The increased importance and awareness of sustainability issues and ethical procurement is raising new questions about sourcing strategies alongside the changes in legislation regarding social value. If you add in the need for transformation of pathways, innovation to improve patient outcomes and safety and post-COVID-19 recovery, at a time when the workforce is exhausted and stretched, then it’s clear to me that procurement can have a massive role to play.

Wider determinants of health

Integrated care systems are uniquely placed to develop a more strategic approach to procurement

If these things don’t raise the profile of procurement within NHS boards and systems as a strategic issue worthy of discussion, then I am not sure what will.

 

During times like this where the NHS is under significant pressure and staff are working extremely hard to deliver high quality patient care in challenging circumstances, the independent oversight and support that a NED can provide around procurement and supply is important.  For frontline staff, finding the capacity to step back, assess the options and if necessary implement change can be difficult and NEDs have the ability to keep abreast of changes and opportunities across the system and provide guidance and direction which could help deliver against the targets for their trust or ICS. 
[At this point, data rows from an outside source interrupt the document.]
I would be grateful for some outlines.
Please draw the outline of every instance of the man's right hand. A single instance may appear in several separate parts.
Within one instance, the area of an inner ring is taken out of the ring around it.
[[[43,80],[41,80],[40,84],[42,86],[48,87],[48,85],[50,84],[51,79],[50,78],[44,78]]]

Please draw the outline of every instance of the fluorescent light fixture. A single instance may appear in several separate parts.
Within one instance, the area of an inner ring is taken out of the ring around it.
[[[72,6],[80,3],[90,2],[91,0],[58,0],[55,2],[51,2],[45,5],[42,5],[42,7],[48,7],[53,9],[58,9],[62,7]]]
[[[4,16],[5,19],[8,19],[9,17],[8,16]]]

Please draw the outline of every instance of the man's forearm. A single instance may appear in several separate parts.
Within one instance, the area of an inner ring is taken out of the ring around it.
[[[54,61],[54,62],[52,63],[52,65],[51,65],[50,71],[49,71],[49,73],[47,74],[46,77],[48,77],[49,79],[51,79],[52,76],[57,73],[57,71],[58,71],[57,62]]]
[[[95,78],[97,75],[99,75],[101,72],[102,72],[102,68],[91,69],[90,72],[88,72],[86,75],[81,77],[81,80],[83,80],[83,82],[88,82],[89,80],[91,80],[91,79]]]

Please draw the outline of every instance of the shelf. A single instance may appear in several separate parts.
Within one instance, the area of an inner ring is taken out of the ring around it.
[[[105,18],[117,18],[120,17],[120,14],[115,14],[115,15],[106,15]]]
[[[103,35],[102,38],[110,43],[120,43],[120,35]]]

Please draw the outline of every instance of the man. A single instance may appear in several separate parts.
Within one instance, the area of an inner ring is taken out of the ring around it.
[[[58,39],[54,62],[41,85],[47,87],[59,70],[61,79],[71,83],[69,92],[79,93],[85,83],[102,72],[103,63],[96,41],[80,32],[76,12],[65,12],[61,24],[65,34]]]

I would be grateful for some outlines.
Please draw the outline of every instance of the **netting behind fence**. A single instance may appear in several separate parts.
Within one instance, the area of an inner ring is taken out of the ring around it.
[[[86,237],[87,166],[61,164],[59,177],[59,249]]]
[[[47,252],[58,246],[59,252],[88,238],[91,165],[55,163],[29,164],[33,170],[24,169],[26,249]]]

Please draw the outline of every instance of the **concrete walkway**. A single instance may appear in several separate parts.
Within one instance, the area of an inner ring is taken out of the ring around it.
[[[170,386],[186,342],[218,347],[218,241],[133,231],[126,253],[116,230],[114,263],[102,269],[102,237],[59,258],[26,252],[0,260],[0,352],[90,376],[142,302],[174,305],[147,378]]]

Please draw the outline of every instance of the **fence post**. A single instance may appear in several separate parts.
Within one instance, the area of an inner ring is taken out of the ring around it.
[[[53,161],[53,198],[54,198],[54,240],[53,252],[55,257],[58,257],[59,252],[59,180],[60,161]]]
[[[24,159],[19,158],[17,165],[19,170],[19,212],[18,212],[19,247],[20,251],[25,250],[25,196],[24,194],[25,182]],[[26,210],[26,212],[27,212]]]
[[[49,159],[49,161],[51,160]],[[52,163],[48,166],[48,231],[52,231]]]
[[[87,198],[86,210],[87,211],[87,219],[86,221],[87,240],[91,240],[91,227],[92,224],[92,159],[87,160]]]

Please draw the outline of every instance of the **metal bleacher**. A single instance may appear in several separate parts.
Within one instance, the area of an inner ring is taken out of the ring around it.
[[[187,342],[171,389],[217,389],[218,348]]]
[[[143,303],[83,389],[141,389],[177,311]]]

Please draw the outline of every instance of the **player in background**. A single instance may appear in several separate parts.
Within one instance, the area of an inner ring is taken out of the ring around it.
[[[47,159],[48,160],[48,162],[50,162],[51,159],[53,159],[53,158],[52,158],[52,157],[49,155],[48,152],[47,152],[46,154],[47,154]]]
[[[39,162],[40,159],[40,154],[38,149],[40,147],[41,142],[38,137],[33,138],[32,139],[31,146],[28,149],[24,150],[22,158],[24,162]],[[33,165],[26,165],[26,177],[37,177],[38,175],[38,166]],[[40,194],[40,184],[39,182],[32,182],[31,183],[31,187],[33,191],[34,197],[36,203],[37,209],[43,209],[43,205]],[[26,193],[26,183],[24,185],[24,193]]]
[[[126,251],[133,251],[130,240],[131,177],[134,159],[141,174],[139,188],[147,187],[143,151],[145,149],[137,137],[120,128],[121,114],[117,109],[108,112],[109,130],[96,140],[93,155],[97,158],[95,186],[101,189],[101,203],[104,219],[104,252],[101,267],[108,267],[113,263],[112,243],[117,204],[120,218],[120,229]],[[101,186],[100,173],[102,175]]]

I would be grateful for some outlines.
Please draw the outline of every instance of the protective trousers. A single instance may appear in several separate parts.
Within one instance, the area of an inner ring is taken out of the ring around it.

As the national procurement and supply chain partner for the NHS, NHS Supply Chain works closely with procurement, finance and clinical teams to ensure their needs and challenges are fully understood.  Only with the strength of this partnership are we able to tackle the greatest challenges together and find the solutions we need for the longer term.  This includes supporting efficiency savings in non-pay areas which mean fewer cuts being made to critical services, along with working hard to find innovative ways to deliver on Net Zero targets, taking some of the pressure off providers by offering sustainable products and reducing carbon emissions and waste across the whole supply chain.  Working in partnership also means we can find ways together to reduce the administrative burden and release clinical time to care.

Ensuring products that clinicians use meet regulatory standards, deliver the best patient outcomes, are designed with safety in mind and are fit for purpose is fundamental to high quality care.  NEDs can seek assurances about how the trust makes sure all those conditions are met in the most cost-effective way, utilising the expertise of various bodies across the NHS system (e.g. NICE, MHRA, DHSC, NHSE and NHS Supply Chain) to ensure that the organisation is getting the best support it can to deliver safe and effective care.  Through these national systems, processes are already in place to assure quality of products, as well as identify and mitigate safety concerns quickly and on a national scale.

The emerging integrated care systems are uniquely placed to develop a more strategic approach to procurement across bigger populations across the whole of health and social care, ensuring not just quality, safety and efficiency but delivering enhanced value and better health and wellbeing.

An important priority for each ICS is to improve life expectancy and tackle some of the wider determinants of health.

As clinicians seek to transform pathways, deliver care closer to home and maximise the opportunities that the ICS’s bring there is a willingness to look at value based procurement and innovative approaches that deliver greater value across organisational boundaries rather than taking a single organisational approach. NEDs can help to stimulate that wider system thinking in terms of value both for patients and the tax payer. 

More than just shopping

While the NHS depends on procurement of high-quality and safe products with transactions made, from my perspective, it’s so much more than just shopping.

When was the last time your board discussed procurement and its role in your strategy for improving health outcomes?

Heather Tierney-Moore OBE is interim chair at NHS Supply Chain.